What are the odd-order polynomial coefficients $a_n$?

  • Hi! Great Question (And answer), but would you mind adding a reference for the statement between parenthesis in point 7? it is not immediately obvious that an odd order polynomial clipper would generate finite harmonics and all odd order as well. Maybe there is a simple proof for this but would like to see it :) – bone Apr 24 '17 at 9:58
  • hi @bone , so i split the parenthed remarks into two parenthed remarks to associate them more directly with their associated statements. (a sinusoid that is processed by an $N$-th order polynomial will generate, at highest, a sinusoid of $N$ times the frequency.) – robert bristow-johnson Apr 24 '17 at 10:03
  • Why a polynomial? Erf and logistic are common soft clippers – Stanley Pawlukiewicz Apr 8 at 16:25
  • well i guess, @StanleyPawlukiewicz, the main reason is, at least when the signal output is not saturated, then "the frequency components generated [by the non-linearity] are finite in frequency" if you know it's limited to 7th-order, you will have no components higher than 7× Nyquist coming out and you can manage that with 4× oversampling (the top 3 generated overtones fold over, but do not contaminate the original baseband). – robert bristow-johnson Apr 9 at 4:27

Okay, so to satisfy requirements 5, 6, 7, and 8, the soft-clipping function will have the form:

$$f(x) = \begin{cases} -1 & x \le -1 \\ K \int\limits_{0}^{x} \big(1 - u^2 \big)^N \ du \quad & -1\le x\le 1 \\ +1 & 1 \le x \\ \end{cases}$$

where $K$ is a constant judiciously chosen to satisfy requirement 4.
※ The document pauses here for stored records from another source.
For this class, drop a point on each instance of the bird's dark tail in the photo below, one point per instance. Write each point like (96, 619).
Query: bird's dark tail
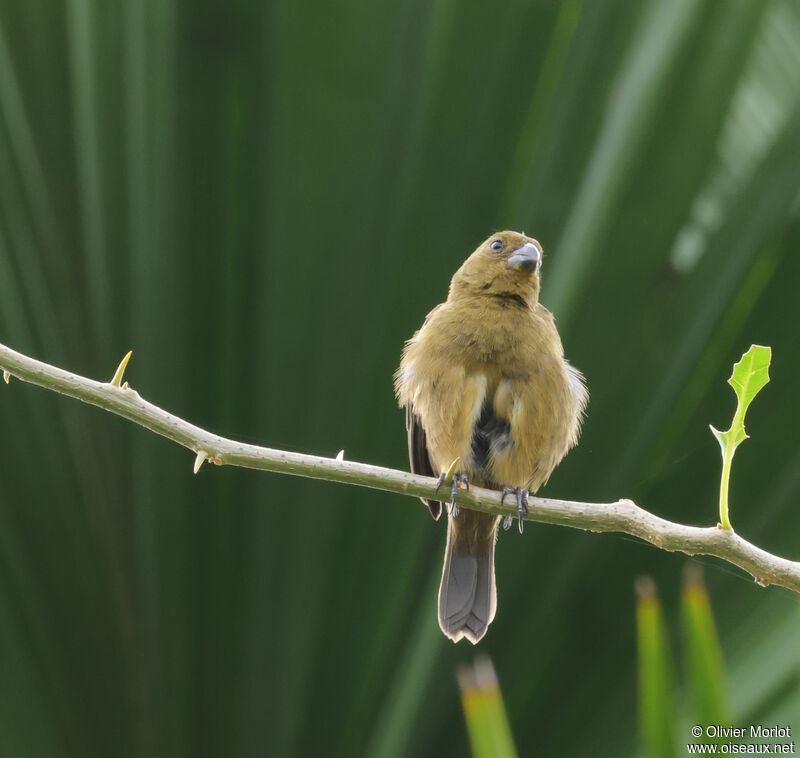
(467, 595)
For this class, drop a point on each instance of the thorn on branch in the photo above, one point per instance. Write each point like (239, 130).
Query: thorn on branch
(116, 380)
(200, 460)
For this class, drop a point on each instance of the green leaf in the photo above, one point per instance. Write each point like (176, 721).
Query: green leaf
(704, 666)
(656, 674)
(487, 723)
(750, 375)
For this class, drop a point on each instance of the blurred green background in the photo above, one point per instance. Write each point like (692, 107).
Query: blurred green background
(264, 200)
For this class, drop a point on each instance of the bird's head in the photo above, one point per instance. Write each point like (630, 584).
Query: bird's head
(507, 264)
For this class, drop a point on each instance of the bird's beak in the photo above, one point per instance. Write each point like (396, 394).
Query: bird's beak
(527, 258)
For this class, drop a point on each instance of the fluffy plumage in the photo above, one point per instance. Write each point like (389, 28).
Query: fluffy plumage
(485, 380)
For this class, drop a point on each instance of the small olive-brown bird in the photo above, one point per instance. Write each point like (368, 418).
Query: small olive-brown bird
(485, 381)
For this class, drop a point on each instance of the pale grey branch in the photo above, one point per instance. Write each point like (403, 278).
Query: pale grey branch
(621, 516)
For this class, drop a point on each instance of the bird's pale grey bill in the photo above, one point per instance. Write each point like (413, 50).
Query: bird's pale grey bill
(525, 258)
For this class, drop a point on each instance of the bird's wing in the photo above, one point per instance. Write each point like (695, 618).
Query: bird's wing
(418, 455)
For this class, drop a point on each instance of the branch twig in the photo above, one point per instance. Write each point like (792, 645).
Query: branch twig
(621, 516)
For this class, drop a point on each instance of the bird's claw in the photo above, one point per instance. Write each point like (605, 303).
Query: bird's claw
(522, 505)
(457, 479)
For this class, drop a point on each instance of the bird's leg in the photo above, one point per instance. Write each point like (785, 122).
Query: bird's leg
(522, 505)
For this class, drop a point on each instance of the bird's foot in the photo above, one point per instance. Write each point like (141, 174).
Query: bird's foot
(456, 479)
(522, 505)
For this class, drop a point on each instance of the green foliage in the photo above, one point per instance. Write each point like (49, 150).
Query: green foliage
(262, 200)
(704, 677)
(704, 668)
(750, 375)
(485, 714)
(657, 720)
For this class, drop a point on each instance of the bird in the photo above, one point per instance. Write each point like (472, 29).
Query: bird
(490, 400)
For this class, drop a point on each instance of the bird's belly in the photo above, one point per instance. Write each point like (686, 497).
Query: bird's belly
(518, 440)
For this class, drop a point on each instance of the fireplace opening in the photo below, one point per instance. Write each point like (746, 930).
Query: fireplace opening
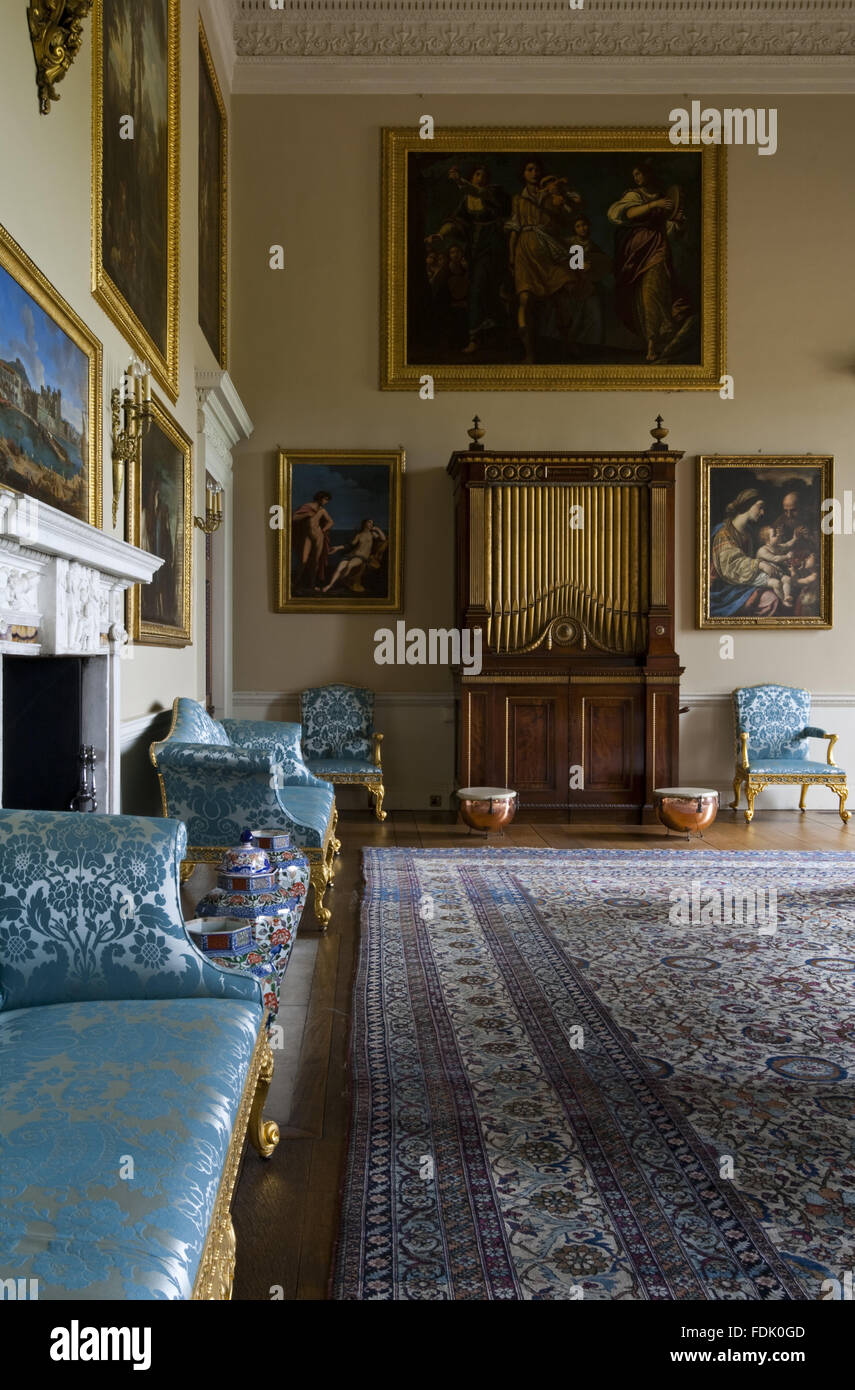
(50, 708)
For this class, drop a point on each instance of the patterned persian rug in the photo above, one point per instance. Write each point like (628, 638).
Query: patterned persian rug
(569, 1084)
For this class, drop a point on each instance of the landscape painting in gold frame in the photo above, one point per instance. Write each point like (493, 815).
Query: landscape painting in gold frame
(339, 524)
(160, 521)
(135, 175)
(50, 392)
(588, 259)
(763, 553)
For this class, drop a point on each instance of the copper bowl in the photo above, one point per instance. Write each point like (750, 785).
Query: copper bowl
(487, 808)
(688, 809)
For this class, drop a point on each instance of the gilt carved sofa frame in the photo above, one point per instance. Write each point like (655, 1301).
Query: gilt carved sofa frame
(114, 1022)
(224, 777)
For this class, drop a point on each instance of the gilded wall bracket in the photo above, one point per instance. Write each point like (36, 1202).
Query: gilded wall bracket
(56, 29)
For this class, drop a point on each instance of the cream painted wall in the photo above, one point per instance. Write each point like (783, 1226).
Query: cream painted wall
(305, 359)
(45, 203)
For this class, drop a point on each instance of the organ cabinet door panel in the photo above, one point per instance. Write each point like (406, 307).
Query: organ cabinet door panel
(565, 566)
(608, 747)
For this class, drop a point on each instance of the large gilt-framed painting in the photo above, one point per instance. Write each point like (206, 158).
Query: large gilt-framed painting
(50, 392)
(763, 551)
(160, 520)
(552, 259)
(213, 216)
(135, 191)
(339, 523)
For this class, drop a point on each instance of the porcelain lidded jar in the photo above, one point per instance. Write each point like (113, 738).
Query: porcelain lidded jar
(248, 888)
(246, 868)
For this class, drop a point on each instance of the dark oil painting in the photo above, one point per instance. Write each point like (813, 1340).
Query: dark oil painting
(161, 494)
(339, 531)
(212, 209)
(135, 218)
(490, 246)
(45, 426)
(765, 553)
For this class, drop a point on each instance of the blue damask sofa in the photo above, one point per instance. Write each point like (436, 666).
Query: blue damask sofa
(772, 726)
(221, 777)
(131, 1066)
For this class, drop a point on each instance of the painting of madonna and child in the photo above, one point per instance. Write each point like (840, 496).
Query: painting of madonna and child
(765, 551)
(554, 266)
(339, 531)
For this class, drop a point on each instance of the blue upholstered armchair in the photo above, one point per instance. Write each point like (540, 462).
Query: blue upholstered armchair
(772, 730)
(339, 742)
(120, 1044)
(221, 777)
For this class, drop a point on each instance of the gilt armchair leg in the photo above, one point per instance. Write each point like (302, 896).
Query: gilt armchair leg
(319, 875)
(263, 1134)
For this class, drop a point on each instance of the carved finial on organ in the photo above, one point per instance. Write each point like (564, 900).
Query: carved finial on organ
(476, 434)
(659, 432)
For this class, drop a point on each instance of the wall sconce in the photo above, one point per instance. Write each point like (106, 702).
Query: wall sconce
(131, 407)
(213, 510)
(56, 31)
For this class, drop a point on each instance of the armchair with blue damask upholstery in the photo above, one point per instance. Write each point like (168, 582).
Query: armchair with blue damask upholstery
(224, 777)
(772, 729)
(339, 742)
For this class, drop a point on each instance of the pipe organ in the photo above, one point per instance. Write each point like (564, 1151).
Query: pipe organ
(566, 566)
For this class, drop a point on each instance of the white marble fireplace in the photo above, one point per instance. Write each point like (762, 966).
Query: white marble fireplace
(63, 594)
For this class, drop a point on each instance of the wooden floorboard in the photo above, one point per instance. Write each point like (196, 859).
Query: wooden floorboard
(287, 1209)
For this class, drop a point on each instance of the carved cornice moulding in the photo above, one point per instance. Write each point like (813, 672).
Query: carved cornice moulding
(523, 45)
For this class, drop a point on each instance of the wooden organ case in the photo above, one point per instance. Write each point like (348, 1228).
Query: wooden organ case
(566, 565)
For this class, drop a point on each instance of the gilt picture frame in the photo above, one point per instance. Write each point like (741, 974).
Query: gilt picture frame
(339, 531)
(135, 175)
(213, 205)
(763, 558)
(50, 392)
(483, 282)
(160, 521)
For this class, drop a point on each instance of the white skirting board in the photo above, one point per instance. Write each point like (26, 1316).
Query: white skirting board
(419, 747)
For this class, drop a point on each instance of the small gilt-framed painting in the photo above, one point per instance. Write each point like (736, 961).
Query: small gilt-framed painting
(213, 216)
(160, 521)
(135, 175)
(50, 392)
(339, 523)
(583, 259)
(763, 555)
The 1st derivative of $f(x)$ is

$$ f'(x) = K \big(1 - x^2 \big)^N $$

The 2nd derivative of $f(x)$ is

$$ f''(x) = K N \big(1 - x^2 \big)^{N-1} (-2x)$$

The 3rd derivative of $f(x)$ is

$$\begin{align} f'''(x) &= K N(N-1) \big(1 - x^2 \big)^{N-2} (-2x)^2 \ + \ K N \big(1 - x^2 \big)^{N-1} (-2) \\ &= K \big(1 - x^2 \big)^{N-2} \bigg( N(N-1)(-2x)^2 - 2N \big(1 - x^2 \big) \bigg) \\ \end{align}$$

and, for $n \ge 1$, the $n$th derivative is

$$ f^{(n)}(x) = K \big(1 - x^2 \big)^{N-n+1} \, g_n(x) $$

where $g_n(x)$ is some ($n$-1)th order polynomial function of $x$ and is finite in value. This can be proven inductively by considering the ($n$+1)th derivative:

$$\begin{align} \\ f^{(n+1)}(x) &= \tfrac{d}{dx} \Big( f^{(n)}(x) \Big) \\ &= \tfrac{d}{dx} \Big(K \big(1 - x^2 \big)^{N-n+1} \, g_n(x)\Big) \\ &= K(N-n+1)\big(1 - x^2 \big)^{N-n} (-2x) g_n(x) \, + \, K \big(1-x^2 \big)^{N-n+1}g'_n(x) \\ &= K\big(1 - x^2 \big)^{N-n} \Big( (N-n+1)(-2x) g_n(x) \, + \, (1-x^2) g'_n(x) \Big) \\ &= K\big(1 - x^2 \big)^{N-n} \, g_{n+1}(x) \\ \\ \end{align}$$

where $ g_{n+1}(x) = (N-n+1)(-2x) g_n(x) + (1-x^2) g'_n(x) $.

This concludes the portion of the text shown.